A conference on such a scale is rare and signals the top leadership's determination to push for a broad, all-embracing approach to improving China's ties with its neighbours, observers say. By asking so many leaders from different levels to attend, Xi was showing he wanted a more co-ordinated and comprehensive effort among state departments to push for the goal.
Both Xi and Li have stepped up their regional manoeuvres in recent weeks amid growing tensions over territorial disputes.

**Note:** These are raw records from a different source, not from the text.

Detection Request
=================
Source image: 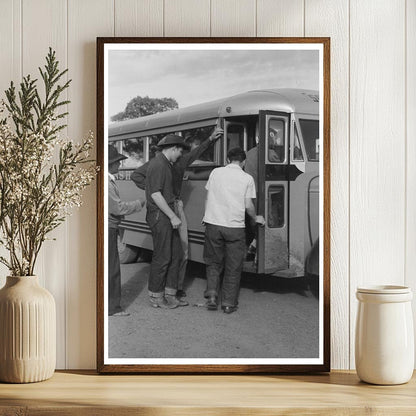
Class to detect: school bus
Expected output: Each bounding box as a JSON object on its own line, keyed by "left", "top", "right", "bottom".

{"left": 108, "top": 88, "right": 320, "bottom": 278}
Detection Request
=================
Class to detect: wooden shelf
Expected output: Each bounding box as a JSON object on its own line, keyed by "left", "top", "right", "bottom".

{"left": 0, "top": 370, "right": 415, "bottom": 415}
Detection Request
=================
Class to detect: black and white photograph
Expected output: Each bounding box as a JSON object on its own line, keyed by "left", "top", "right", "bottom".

{"left": 97, "top": 38, "right": 330, "bottom": 373}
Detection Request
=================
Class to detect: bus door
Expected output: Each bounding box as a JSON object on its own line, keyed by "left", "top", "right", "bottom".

{"left": 257, "top": 111, "right": 290, "bottom": 274}
{"left": 224, "top": 120, "right": 248, "bottom": 160}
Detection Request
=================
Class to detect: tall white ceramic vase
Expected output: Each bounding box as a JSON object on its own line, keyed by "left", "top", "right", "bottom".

{"left": 355, "top": 285, "right": 414, "bottom": 385}
{"left": 0, "top": 276, "right": 56, "bottom": 383}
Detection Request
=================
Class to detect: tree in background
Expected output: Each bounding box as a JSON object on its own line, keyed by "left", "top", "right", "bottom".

{"left": 111, "top": 96, "right": 178, "bottom": 122}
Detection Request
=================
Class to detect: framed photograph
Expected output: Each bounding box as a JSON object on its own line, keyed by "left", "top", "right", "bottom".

{"left": 97, "top": 37, "right": 330, "bottom": 373}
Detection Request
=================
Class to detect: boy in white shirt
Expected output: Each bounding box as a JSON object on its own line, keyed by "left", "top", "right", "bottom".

{"left": 203, "top": 147, "right": 265, "bottom": 314}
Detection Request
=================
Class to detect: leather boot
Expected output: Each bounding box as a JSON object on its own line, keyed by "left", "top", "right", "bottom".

{"left": 165, "top": 294, "right": 189, "bottom": 307}
{"left": 206, "top": 296, "right": 218, "bottom": 311}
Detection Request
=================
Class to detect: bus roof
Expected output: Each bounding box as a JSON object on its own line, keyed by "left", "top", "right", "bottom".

{"left": 108, "top": 88, "right": 319, "bottom": 138}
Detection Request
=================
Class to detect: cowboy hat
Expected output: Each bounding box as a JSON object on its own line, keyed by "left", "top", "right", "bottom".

{"left": 108, "top": 145, "right": 127, "bottom": 165}
{"left": 157, "top": 134, "right": 190, "bottom": 149}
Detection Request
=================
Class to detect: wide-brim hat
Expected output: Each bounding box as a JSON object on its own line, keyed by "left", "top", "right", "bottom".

{"left": 108, "top": 145, "right": 127, "bottom": 164}
{"left": 157, "top": 134, "right": 190, "bottom": 150}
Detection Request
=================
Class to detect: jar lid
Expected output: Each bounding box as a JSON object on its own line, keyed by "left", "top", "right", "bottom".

{"left": 357, "top": 285, "right": 411, "bottom": 294}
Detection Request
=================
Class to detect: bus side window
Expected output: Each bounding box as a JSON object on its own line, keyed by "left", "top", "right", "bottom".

{"left": 268, "top": 185, "right": 285, "bottom": 228}
{"left": 267, "top": 119, "right": 285, "bottom": 163}
{"left": 299, "top": 119, "right": 319, "bottom": 161}
{"left": 293, "top": 124, "right": 304, "bottom": 161}
{"left": 148, "top": 134, "right": 166, "bottom": 161}
{"left": 182, "top": 126, "right": 216, "bottom": 165}
{"left": 120, "top": 137, "right": 145, "bottom": 169}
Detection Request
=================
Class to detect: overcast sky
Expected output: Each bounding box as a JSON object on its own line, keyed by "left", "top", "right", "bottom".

{"left": 108, "top": 49, "right": 319, "bottom": 118}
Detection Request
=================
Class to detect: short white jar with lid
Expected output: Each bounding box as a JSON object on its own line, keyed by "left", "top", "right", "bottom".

{"left": 355, "top": 285, "right": 414, "bottom": 385}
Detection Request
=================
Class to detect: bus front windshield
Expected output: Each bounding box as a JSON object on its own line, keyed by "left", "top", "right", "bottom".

{"left": 299, "top": 119, "right": 319, "bottom": 161}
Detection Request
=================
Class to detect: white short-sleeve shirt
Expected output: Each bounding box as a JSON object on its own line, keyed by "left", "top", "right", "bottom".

{"left": 203, "top": 163, "right": 256, "bottom": 228}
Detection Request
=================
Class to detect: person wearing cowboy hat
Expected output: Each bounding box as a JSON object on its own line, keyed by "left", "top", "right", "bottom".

{"left": 108, "top": 145, "right": 145, "bottom": 316}
{"left": 145, "top": 134, "right": 192, "bottom": 309}
{"left": 131, "top": 126, "right": 223, "bottom": 299}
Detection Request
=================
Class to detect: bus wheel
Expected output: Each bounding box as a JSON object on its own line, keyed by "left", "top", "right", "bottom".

{"left": 118, "top": 236, "right": 140, "bottom": 264}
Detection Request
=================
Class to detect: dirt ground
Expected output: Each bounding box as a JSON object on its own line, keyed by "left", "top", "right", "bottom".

{"left": 108, "top": 261, "right": 319, "bottom": 359}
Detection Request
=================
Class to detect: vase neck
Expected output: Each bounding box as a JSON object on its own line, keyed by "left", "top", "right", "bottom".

{"left": 5, "top": 275, "right": 39, "bottom": 288}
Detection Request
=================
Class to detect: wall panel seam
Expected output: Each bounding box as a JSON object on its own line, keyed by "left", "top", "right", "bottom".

{"left": 404, "top": 0, "right": 407, "bottom": 286}
{"left": 13, "top": 0, "right": 16, "bottom": 74}
{"left": 20, "top": 0, "right": 23, "bottom": 79}
{"left": 303, "top": 0, "right": 305, "bottom": 37}
{"left": 348, "top": 0, "right": 351, "bottom": 370}
{"left": 65, "top": 0, "right": 69, "bottom": 369}
{"left": 210, "top": 0, "right": 212, "bottom": 37}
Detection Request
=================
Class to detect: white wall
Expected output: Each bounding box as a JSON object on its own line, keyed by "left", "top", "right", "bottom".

{"left": 0, "top": 0, "right": 414, "bottom": 370}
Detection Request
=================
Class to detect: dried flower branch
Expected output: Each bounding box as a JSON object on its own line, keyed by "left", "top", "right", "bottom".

{"left": 0, "top": 48, "right": 96, "bottom": 276}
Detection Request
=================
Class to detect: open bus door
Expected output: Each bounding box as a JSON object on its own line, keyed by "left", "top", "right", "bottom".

{"left": 257, "top": 111, "right": 290, "bottom": 274}
{"left": 224, "top": 119, "right": 248, "bottom": 159}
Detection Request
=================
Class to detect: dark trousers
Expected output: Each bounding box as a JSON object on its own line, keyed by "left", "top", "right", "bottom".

{"left": 147, "top": 209, "right": 183, "bottom": 296}
{"left": 203, "top": 223, "right": 246, "bottom": 307}
{"left": 108, "top": 227, "right": 122, "bottom": 315}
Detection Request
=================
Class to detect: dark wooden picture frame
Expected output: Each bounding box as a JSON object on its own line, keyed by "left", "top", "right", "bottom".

{"left": 97, "top": 37, "right": 330, "bottom": 373}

Xi has visited Indonesia and Malaysia, and Li has been to Brunei, Thailand and Vietnam.
In the conference, Xi said China should proactively improve ties with neighbouring countries "strategically important to China".
"Maintaining a peaceful and stable environment among our neighbours should be the aim of our diplomacy," he was quoted as saying by state-run CCTV.
Maintaining ties with neighbouring countries was key to the "renaissance of the Chinese nation", and both economic and security co-operation should be stepped up with these countries.
Xi reiterated his proposal to build a "maritime silk road" and tighten infrastructure connections with Southeast Asia.
"China's development will be better integrated with its neighbours, and we will seek mutual development with them," Xi said.
Diplomatic priorities have been reshaped since the new leadership was installed in March.
Professor Su Hao of the China Foreign Affairs University said the attendance of representatives from a wide spectrum of institutions indicated that Beijing wanted all parties involved in diplomacy to look in one direction.
In addition to the Foreign Ministry, a number of agencies, such as the Ministry of Commerce and the central bank, are involved in dealing with other nations. Su said the mainland's diplomatic efforts were sometimes hampered because these agencies "do things in their own way".
"It is not sufficient if only the Foreign Affairs Ministry adhere to the directive. Other agencies should also bear that in mind," Su said. "This high-level directive by Xi is an indication that these agencies should work together."